Ce qui devait être une mesure temporaire s’est transformé en une dépendance structurelle. Malgré les avancées dans les projets locaux, comme les barrages et les centrales à gaz, le Gabon reste tributaire de ce fournisseur externe, notamment aux heures de pointe. Sur une année, la facture s’élève à plus de 21 milliards de francs CFA, un montant significatif pour un pays dont les finances publiques font l’objet d’une surveillance accrue.

Un contrat de plus en plus contesté pour son déséquilibre

Le principal sujet de tension réside dans l’écart entre la capacité contractuelle et la puissance effectivement livrée. Payer pour 150 mégawatts tout en n’en recevant qu’une partie revient à payer un prix bien plus élevé pour chaque mégawatt consommé. Des responsables administratifs et techniques estiment que les clauses du contrat protègent excessivement l’opérateur turc contre les fluctuations de la demande et les aléas techniques. Depuis août 2023, les nouvelles autorités ont lancé un audit complet des grands contrats publics hérités du précédent régime.

Karpowership n’est pas un acteur marginal en Afrique. Le groupe exploite des dizaines de navires-centrales dans une quinzaine de pays, avec une présence marquée en Afrique subsaharienne. Son atout majeur réside dans sa réactivité : il peut déployer des unités de 30 à 470 mégawatts en quelques semaines. En revanche, sa principale faiblesse, pour les États clients, est la dépendance qu’il crée : une fois le powership en place, une rupture du contrat expose le pays à des coupures d’électricité si aucune alternative n’est prête.

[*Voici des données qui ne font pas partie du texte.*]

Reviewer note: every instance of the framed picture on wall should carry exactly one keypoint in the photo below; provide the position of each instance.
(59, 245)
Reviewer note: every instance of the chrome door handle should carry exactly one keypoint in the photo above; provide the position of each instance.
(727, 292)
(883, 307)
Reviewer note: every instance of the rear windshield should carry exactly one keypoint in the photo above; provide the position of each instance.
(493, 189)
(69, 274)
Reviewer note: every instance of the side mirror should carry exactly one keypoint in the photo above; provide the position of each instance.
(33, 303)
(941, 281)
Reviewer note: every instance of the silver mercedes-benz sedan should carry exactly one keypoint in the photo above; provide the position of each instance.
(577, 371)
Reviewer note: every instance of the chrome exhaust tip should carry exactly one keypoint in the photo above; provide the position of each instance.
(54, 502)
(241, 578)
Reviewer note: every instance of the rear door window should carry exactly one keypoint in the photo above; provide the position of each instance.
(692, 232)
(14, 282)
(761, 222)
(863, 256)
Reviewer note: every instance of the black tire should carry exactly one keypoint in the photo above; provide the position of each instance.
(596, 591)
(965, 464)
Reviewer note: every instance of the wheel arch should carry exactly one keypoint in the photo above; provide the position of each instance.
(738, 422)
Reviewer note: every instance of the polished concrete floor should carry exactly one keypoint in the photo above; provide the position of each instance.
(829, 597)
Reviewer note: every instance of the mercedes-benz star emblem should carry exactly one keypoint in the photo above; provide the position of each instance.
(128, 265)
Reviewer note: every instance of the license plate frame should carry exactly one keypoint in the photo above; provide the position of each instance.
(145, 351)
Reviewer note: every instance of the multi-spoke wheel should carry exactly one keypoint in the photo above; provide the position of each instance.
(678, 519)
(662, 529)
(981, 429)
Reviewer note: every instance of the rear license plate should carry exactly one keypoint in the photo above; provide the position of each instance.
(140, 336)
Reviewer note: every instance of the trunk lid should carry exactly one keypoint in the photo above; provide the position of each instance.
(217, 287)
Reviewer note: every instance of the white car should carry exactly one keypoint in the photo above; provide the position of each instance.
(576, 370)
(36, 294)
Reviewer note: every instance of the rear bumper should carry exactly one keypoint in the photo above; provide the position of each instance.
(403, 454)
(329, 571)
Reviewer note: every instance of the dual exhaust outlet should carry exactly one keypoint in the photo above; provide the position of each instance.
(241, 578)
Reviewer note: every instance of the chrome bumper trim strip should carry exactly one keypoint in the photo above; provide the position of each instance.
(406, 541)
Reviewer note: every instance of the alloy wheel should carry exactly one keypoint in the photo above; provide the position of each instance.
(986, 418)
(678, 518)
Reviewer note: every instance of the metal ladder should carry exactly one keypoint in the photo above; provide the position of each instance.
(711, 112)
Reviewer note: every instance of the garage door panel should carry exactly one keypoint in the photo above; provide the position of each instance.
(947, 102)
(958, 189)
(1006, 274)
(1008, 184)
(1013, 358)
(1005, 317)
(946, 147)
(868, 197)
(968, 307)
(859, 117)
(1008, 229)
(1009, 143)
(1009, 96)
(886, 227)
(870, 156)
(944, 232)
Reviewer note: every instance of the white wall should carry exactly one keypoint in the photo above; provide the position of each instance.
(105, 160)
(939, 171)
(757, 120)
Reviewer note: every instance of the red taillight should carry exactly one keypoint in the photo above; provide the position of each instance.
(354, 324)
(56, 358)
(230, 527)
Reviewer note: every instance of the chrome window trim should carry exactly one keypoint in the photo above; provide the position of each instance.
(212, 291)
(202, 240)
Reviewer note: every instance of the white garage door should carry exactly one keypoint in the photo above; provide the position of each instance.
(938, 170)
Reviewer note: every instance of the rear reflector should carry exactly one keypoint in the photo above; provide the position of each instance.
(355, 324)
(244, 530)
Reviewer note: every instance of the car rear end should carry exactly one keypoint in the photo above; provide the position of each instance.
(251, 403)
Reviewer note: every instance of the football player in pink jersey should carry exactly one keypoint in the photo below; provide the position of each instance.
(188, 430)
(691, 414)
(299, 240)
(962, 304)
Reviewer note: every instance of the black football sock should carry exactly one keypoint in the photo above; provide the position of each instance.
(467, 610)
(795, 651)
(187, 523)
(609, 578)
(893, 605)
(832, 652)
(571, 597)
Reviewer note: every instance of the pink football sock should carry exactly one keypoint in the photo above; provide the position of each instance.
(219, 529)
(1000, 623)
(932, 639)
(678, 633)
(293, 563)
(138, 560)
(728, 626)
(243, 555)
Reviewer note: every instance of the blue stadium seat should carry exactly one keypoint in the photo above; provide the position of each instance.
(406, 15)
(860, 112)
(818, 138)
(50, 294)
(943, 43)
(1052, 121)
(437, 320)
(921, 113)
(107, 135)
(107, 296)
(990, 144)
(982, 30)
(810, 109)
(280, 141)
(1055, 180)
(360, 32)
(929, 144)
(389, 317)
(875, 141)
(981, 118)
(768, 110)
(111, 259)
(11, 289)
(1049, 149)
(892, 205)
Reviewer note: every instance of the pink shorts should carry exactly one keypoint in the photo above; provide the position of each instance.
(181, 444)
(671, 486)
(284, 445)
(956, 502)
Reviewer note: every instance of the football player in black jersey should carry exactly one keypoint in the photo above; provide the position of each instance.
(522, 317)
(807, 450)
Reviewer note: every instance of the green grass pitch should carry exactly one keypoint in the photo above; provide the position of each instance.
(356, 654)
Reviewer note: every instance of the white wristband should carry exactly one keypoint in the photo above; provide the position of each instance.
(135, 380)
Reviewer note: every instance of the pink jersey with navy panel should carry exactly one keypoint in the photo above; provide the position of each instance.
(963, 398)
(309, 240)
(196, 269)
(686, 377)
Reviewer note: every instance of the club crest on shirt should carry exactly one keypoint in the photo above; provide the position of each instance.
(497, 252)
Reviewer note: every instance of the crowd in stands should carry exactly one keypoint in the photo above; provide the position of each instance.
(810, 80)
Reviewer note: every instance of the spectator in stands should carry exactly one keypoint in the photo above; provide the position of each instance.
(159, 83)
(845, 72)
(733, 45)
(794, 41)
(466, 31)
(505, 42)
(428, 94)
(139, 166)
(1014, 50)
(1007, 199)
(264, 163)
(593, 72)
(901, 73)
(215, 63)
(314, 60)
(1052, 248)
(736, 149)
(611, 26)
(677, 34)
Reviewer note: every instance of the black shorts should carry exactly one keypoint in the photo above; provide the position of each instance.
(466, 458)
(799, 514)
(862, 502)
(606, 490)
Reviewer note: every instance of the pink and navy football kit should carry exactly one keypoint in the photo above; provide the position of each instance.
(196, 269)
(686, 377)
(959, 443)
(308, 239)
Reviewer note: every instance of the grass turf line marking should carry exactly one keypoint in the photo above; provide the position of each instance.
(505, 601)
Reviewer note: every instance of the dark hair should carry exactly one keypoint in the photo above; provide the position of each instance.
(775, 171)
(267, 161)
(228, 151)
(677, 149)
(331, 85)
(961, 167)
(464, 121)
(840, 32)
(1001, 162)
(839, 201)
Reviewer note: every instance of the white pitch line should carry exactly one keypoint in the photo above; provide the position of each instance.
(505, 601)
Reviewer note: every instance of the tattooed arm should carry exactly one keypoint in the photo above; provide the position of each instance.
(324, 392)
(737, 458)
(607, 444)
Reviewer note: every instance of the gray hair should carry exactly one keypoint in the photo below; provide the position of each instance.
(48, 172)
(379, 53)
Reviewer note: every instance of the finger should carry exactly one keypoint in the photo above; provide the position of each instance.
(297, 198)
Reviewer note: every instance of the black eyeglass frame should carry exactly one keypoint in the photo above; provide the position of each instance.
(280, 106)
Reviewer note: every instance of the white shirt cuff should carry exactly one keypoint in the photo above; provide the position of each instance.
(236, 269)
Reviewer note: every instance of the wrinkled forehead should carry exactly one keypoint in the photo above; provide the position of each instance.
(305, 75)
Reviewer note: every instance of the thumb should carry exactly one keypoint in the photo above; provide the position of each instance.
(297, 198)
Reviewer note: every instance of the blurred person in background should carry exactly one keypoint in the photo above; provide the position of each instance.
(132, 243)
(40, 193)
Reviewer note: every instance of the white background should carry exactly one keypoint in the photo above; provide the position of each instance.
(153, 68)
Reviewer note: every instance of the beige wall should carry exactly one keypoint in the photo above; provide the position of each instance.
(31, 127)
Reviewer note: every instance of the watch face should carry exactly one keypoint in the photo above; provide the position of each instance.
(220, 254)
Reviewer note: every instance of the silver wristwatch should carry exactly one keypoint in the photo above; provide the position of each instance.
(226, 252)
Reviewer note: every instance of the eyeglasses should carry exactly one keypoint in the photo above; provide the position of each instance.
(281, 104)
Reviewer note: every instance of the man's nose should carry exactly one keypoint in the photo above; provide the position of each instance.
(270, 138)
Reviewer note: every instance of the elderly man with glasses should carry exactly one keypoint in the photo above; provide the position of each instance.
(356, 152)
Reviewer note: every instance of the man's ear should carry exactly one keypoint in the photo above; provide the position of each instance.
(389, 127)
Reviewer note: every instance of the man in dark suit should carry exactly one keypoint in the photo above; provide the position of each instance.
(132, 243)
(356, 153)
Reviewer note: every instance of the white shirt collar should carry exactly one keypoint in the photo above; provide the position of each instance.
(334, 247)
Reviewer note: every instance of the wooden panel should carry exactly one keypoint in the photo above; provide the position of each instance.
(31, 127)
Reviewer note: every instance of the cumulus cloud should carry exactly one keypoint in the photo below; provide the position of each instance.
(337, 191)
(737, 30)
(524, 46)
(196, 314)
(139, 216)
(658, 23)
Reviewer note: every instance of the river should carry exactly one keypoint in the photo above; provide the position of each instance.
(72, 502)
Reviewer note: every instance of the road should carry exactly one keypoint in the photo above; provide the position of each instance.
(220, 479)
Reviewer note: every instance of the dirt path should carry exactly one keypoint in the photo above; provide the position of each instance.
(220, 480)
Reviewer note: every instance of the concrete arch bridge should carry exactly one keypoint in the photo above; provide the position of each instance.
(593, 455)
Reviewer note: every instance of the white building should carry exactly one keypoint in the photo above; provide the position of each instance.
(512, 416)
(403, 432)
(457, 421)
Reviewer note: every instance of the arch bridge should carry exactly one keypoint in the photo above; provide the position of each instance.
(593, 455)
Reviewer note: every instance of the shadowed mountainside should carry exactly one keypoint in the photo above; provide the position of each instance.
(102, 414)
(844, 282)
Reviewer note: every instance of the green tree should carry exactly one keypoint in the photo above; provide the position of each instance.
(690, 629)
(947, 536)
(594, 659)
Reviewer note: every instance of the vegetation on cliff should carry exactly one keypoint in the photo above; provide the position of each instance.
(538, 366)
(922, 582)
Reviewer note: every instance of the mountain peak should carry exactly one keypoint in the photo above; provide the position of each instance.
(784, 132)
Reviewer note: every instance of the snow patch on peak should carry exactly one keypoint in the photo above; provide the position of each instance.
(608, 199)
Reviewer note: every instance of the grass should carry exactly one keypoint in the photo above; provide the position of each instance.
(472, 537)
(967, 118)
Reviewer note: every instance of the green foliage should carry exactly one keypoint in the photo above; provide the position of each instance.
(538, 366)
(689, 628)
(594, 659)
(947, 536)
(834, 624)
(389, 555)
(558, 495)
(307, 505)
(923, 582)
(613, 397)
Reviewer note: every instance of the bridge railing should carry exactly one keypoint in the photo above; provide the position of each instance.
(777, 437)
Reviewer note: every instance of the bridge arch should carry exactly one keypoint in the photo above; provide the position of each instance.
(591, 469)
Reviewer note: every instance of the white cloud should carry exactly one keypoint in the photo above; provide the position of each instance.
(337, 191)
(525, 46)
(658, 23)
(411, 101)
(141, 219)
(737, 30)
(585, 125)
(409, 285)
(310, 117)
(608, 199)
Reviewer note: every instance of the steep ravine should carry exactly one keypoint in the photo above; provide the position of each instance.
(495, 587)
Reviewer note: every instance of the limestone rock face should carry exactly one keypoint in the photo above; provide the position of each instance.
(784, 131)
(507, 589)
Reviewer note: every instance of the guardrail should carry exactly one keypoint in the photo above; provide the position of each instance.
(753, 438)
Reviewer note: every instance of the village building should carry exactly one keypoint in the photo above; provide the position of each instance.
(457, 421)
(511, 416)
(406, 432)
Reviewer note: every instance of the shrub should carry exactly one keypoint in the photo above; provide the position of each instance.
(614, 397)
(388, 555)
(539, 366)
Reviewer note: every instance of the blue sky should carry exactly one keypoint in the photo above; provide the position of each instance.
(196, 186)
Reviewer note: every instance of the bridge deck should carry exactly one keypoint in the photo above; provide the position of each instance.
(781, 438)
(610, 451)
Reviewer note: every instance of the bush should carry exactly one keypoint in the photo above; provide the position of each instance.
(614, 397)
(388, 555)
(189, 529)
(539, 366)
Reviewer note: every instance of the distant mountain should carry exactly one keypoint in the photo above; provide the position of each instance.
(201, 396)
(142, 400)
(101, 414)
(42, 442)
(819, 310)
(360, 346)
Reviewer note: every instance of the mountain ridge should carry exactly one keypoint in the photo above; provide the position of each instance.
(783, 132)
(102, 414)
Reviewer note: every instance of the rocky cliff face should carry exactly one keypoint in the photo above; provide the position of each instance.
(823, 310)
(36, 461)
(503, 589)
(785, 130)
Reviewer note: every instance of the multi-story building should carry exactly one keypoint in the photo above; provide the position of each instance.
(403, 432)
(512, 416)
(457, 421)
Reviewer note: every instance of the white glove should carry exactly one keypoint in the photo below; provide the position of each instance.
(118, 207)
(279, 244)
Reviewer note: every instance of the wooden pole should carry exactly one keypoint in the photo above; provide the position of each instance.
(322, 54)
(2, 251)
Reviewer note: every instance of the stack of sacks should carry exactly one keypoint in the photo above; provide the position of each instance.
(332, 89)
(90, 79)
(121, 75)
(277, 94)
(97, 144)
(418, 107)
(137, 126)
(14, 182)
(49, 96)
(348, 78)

Quelles solutions pour sortir de cette impasse ?

La problématique dépasse le simple cadre financier. Rompre le contrat sans avoir préalablement sécurisé des capacités de remplacement risquerait de plonger le réseau gabonais dans une crise encore plus aiguë. Or, les grands projets énergétiques en cours, comme le barrage de Kinguélé Aval développé avec Meridiam ou les futures centrales à gaz nationales, ne deviendront pleinement opérationnels qu’entre deux et trois ans. La marge de manœuvre est donc limitée à court terme.

Plusieurs pistes sont envisagées. La première consiste à renégocier les termes du contrat, en alignant la facturation sur la puissance réellement fournie. Une autre option privilégie une sortie progressive, synchronisée avec la mise en service des nouvelles infrastructures. Enfin, une solution plus radicale, mais risquée, pourrait mener à une rupture immédiate du contrat, avec le recours à d’autres fournisseurs et potentiellement des litiges internationaux. Le choix retenu aura un impact majeur sur la crédibilité de la politique énergétique gabonaise et sur la souveraineté industrielle prônée par les autorités de transition.

Ces décisions devraient être finalisées dans les prochaines semaines, à mesure que se dessine la stratégie énergétique du pays.